Ho Ho Hybrid Holiday: Two parents, two religions, and one very spoiled kid!

Our son spins a dreidel while he eats the leftover Christmas cookies meant for Santa's reindeer. He expertly twirls strands of Christmas lights through our balcony railings, while keeping track of how many Hanukkah candles to light. And at only four, he's figured out that if a gift from his wish list doesn't materialize during the Festival of Lights, it'll probably show up under Grandma's tree a couple of weeks later. He brags to his pre-school pals about getting twice as many presents--because he's a "hybrid kid."

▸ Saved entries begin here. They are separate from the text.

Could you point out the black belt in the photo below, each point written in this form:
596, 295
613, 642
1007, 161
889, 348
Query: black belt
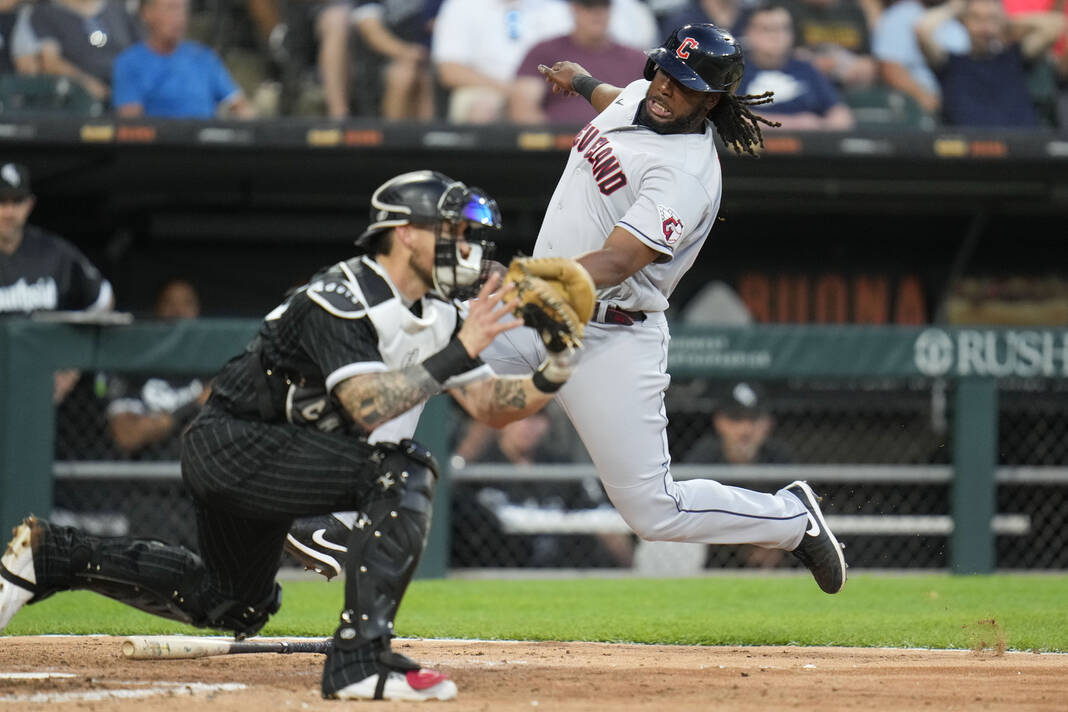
608, 314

Our family situation is kind of like Switzerland. Well, more like Israel meets Scotland. I'm Jewish, hubby's Anglican, and everybody's happy: We celebrate Hanukkah with my side of the family and Christmas with his. One of the unadvertised joys of being an interfaith couple is never worrying about who's going where for the holidays. Many couples attempt to celebrate--or survive--the same holiday, trying to please everyone. Not us. Our holidays are a clear cut and conflict free. Well, almost. Last year, Hanukkah and Christmas fell in the same week and I thought it might end in disaster.

But it was fine. After spending Christmas with my husband's family, we drove to my parent's place, to celebrate my part of the December holiday two-fer. The only stressful moment came when we couldn't find my dad's childhood brass menorah. But I improvised: I grabbed eight cans of soup, creamed corn and tomato sauce out of my mother's pantry, lined them up on a tray, and topped them with emergency candles. Presto! Happy Hanukkah!

My "canned" menorah is one of several quirky "Chrismukkah" traditions our family has established over the years. In the fall, my son chooses his own Charlie Brown-like tree in the forest surrounding my mother-in-law's cottage. It was his idea to tie a red velvet ribbon to the very top branch, so that we could later spot it buried under three feet of snow. On Christmas Eve morning, my husband chops down the tree and hauls it inside, where we decorate it together -- dangling a couple of my son's little hand-made menorahs onto the branches.

When we sing holiday songs together, there's a unique blend of Christmas and Hanukkah songs (in English and in French), along with a little Bruce Springsteen thrown in. My son's very favorite 'carol' is The Boss' version of 'Santa Claus is Coming to Town.'

Our families always acknowledge our son's hybrid heritage: my dad hangs a tiny knitted Christmas stocking stuffed with a candy cane on the fireplace mantel, not far from where the menorah sits on the window ledge. And my mother-in-law sends us Hanukkah cards stuffed with matching stickers.

And me? I indulge in my own holiday tradition: I sip wine and count my blessings: No bickering. Lots of laughs. And a kid who is growing up to celebrate everything. Now that's a gift.